On October 21, 2013, AMS filed an order to show cause to be relieved as counsel due to plaintiff’s lack of confidence in their advice. Before the order to show cause was heard, plaintiff voluntarily secured new counsel.”

“Turning first to plaintiff’s legal malpractice cause of action against AMS, she alleges that AMS was negligent in failing to move for attorneys’ fees, resulting in her failure to receive an undetermined award to pay her attorneys. This claim fails because plaintiff’s various successor counsel had ample time and opportunity to make such a motion, and in fact one did (although it was purportedly abandoned) (see Davis v Cohen & Gresser, LLP, 160 AD3d 484, 487 [1st Dept 2018]).

Even assuming AMS was negligent in failing to move for attorneys’ fees, by agreeing as part of the settlement [FN2] to forgo any award of attorneys’ fees except for $20,000, plaintiff cannot show that but for AMS’s negligence she would not have sustained the loss (see generally Tydings v Greenfield, Stein & Senior, LLP, 43 AD3d 680, 682 [1st Dept 2007], affd 11 NY3d 195 [2008] [to establish proximate cause, the plaintiff must demonstrate that “but for” the attorney’s negligence, plaintiff would have prevailed in the matter in question; failure to demonstrate proximate cause mandates the dismissal of a legal malpractice action regardless of whether the attorney was negligent]); 180 Ludlow Dev. LLC v Olshan Frome Wolosky LLP, 165 AD3d 594, 595 [1st Dept 2018] [“While proximate cause is generally a question for the factfinder . . . it can, in appropriate circumstances, be determined as a matter of law”]).

Next, plaintiff claims that AMS was negligent in allegedly advising her that she was [*3]permitted to move to Connecticut, resulting in the loss of custody of the child.
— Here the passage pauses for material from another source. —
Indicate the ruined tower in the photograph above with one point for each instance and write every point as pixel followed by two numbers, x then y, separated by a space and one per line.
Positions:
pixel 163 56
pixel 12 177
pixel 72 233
The damages plaintiff seeks are the attorneys’ fees incurred in connection with the husband’s motion to compel her return to New York and future legal fees she will have to expend to recover custody. Again, this claim fails because plaintiff’s alleged damages were not proximately caused by any advice given by AMS, but rather by her own subsequent failure to comply with the terms of the settlement.
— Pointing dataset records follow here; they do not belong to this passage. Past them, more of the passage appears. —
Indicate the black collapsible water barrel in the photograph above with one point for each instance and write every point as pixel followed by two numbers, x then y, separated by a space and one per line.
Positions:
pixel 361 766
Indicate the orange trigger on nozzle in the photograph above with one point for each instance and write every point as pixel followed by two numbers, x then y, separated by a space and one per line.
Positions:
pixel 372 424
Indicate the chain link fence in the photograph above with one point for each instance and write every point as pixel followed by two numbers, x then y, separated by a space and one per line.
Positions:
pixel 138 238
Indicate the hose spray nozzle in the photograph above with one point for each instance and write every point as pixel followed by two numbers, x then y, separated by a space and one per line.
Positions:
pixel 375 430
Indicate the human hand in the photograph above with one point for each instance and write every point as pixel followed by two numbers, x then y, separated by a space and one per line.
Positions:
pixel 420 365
Turning to the breach of fiduciary duty claim, plaintiff seeks damages for pain and mental suffering, the $132,000 plaintiff was required to pay the husband for his attorneys’ fees, the attorneys’ fees needed to recover custody of the child, and punitive damages. This claim and ensuing damages sought for the breach are duplicative of the malpractice cause of action (see Alphas v Smith, 147 AD3d 557, 558-559 [1st Dept 2017] [where the court found that the relief sought in the fiduciary duty claim was identical to the legal malpractice claim as it sought similar damages]).”